News

Apple plots AI comeback with tabletop 'Pixar lamp' robot, home security cameras, and revamped Siri

Aug 14, 2025

Key Points

  • Apple is building a tabletop robotic display with a motorized arm (code-named Pixar lamp) targeting 2027 launch, positioning it as a Siri-powered virtual companion for FaceTime and home interaction.
  • Apple is rewriting Siri from scratch using large language models, testing Anthropic's Claude, after heavy WWDC marketing promises failed to ship with September's iPhone release.
  • Apple plans to launch a battery-powered home security camera and smart speaker with display in 2026, signaling reliance on external model partners rather than building its own frontier AI.

Summary

Apple is preparing three major product lines for 2026–2027 to regain ground in AI. The moves signal a shift from on-device inference toward cloud-backed AI and partnerships with frontier model makers.

Tabletop robot

Apple's internal codename for the device is the "Pixar lamp." It combines a 7-inch display mounted on a motorized arm that swivels and repositions itself to follow users around a room. The arm extends roughly half a foot from its base in any direction. Apple targets 2027 for launch. The device integrates with FaceTime and locks onto people as they move, positioning itself as a virtual companion and Siri proxy.
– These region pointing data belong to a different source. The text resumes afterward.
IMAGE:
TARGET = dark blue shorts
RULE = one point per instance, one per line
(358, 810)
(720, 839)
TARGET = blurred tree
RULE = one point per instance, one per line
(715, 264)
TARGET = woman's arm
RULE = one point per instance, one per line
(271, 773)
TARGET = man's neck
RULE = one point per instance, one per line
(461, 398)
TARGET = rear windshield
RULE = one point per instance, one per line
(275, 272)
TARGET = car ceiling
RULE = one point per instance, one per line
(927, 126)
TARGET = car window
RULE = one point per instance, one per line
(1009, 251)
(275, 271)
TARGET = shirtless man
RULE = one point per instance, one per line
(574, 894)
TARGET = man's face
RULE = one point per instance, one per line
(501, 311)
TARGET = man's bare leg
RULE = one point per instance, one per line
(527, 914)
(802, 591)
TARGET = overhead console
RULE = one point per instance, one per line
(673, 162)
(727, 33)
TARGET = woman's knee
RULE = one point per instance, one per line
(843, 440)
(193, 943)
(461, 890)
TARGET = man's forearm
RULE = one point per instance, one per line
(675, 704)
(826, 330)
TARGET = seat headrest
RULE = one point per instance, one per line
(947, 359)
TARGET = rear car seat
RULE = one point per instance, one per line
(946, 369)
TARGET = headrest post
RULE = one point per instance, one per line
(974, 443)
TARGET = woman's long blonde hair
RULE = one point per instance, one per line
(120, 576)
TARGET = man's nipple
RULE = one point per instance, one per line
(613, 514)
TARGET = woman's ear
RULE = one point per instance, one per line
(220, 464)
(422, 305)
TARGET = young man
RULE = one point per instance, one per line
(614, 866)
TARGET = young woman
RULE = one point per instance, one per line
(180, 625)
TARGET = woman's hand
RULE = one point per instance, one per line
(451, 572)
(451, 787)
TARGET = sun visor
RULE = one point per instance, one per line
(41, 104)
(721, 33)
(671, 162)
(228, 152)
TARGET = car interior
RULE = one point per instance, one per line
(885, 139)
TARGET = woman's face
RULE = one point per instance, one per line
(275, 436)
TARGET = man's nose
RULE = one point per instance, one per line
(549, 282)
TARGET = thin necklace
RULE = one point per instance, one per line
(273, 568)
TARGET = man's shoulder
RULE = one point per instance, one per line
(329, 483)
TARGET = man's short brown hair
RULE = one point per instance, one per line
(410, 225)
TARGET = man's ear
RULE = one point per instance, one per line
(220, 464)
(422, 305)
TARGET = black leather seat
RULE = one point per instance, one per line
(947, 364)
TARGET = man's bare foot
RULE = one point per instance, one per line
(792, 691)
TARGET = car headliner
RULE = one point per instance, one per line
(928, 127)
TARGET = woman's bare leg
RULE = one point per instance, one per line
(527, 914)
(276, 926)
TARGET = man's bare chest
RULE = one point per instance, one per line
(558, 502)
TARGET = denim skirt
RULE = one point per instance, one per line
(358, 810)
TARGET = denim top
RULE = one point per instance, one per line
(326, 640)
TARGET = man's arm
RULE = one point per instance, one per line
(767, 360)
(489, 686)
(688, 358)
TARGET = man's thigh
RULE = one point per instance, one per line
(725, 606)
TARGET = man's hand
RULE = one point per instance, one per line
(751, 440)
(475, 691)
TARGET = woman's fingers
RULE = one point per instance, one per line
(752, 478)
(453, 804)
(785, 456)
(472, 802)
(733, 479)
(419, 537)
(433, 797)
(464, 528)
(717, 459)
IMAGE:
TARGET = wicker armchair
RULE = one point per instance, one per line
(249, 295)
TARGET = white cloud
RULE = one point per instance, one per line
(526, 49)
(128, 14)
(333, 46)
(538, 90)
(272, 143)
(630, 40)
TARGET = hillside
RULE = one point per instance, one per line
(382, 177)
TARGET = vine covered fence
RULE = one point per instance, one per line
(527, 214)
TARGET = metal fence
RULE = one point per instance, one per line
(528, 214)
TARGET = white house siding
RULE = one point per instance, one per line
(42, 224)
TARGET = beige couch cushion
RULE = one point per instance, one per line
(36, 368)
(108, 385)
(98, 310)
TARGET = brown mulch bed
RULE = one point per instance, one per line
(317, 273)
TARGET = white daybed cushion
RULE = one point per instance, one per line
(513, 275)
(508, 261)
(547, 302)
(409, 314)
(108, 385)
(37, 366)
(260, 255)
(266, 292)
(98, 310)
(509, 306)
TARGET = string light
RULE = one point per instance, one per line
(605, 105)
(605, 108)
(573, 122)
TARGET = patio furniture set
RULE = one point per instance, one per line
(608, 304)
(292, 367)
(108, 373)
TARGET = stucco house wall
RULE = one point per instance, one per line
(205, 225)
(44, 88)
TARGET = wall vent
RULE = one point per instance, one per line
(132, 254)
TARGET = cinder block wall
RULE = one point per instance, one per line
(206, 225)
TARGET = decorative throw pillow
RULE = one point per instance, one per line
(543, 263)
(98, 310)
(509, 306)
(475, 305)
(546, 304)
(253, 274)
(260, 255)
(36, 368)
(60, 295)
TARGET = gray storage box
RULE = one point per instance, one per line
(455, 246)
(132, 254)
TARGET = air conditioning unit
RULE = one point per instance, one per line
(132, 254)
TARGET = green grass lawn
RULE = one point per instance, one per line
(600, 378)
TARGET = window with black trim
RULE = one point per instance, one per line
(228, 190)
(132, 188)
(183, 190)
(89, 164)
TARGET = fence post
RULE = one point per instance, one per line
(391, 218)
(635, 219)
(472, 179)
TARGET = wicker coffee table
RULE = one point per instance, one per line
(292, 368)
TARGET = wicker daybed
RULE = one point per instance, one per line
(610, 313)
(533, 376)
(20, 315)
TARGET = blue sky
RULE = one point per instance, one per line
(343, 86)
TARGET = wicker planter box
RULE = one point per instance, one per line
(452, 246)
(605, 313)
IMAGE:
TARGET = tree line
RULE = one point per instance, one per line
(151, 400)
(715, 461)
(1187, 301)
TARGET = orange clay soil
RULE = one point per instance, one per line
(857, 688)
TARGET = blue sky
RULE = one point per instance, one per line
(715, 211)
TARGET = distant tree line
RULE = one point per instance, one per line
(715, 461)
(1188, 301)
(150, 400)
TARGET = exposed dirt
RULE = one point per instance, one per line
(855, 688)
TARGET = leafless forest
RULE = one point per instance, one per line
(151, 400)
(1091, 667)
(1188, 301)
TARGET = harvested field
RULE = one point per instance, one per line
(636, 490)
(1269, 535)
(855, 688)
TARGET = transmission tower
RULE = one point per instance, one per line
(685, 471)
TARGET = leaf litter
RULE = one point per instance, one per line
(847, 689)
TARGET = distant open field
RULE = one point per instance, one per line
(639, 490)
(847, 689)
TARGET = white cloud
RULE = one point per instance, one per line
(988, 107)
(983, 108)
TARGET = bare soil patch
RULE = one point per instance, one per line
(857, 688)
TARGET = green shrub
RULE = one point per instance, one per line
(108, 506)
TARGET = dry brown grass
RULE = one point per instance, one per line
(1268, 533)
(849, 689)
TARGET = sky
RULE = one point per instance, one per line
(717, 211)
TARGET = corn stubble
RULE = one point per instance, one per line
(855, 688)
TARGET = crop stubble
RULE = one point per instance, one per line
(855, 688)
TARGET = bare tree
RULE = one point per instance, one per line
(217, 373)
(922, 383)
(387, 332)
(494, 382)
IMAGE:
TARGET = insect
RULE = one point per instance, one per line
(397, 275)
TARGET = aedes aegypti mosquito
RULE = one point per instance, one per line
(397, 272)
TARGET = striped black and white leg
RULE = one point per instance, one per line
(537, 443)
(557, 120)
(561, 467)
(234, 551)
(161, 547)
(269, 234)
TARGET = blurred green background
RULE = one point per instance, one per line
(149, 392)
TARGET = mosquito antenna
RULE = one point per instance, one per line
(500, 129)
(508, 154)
The product mirrors Meta Portal, which Meta discontinued. Portal saw limited adoption despite technical competence. Gifted units often became digital photo frames. Apple faces the same risk. Hardware alone does not drive engagement. The company will need a frontier-grade LLM and conversational reliability to make the device work, neither of which Siri currently provides.

Siri overhaul

Apple is rebuilding Siri around LLMs instead of rule-based systems. The project, code-named Lynwood, is replacing Siri's architecture entirely. Apple is testing Anthropic's Claude, though no final model partnership has been decided. Craig Federighi, who oversees the effort, told employees it is the project "people are taking more seriously" and will "deliver a much bigger upgrade than we envisioned." Mike Rockwell, the former Vision Pro chief, now leads both Lynwood and Glenwood, another codename for the Siri revamp.

The timing creates friction. Apple marketed Siri improvements heavily at WWDC in June. Many features did not ship with the September iPhone launch, putting the company on the defensive about its AI roadmap. Lynwood is meant to correct that.

Home security and smart speaker

Apple is developing a battery-powered home security camera, code-named J450s, capable of lasting several months to a year on a single charge. It will detect people and automate household functions, competing directly with Ring. A smart speaker with display arrives in 2026 as an entry point into the smart home category, a well-trodden space where Apple's execution standards could matter more than innovation.

Model partnerships

Apple has not signaled plans to train its own frontier foundation model or build large data centers. Engineers developing the robot have relied on ChatGPT and Google Gemini during development. This suggests Apple will partner with an external model provider. OpenAI or Anthropic are the logical candidates. Betting odds on a Siri partnership with either provider sit at 6% by September and rise to 44% by December.

Marketing vulnerability

Apple's recent product marketing has misfired. A 2024 iPad ad featured a hydraulic press crushing musical instruments, pianos, and art supplies. Apple apologized. The Vision Pro launch used a somber ad of a man alone in a dark room watching VR video of his children, evoking a Minority Report scene of grief rather than aspiration. A moving robotic display in the home creates acute pressure to frame the device as social and collaborative—family FaceTime calls, shared cooking—rather than isolating. The wrong narrative could poison adoption before the product ships.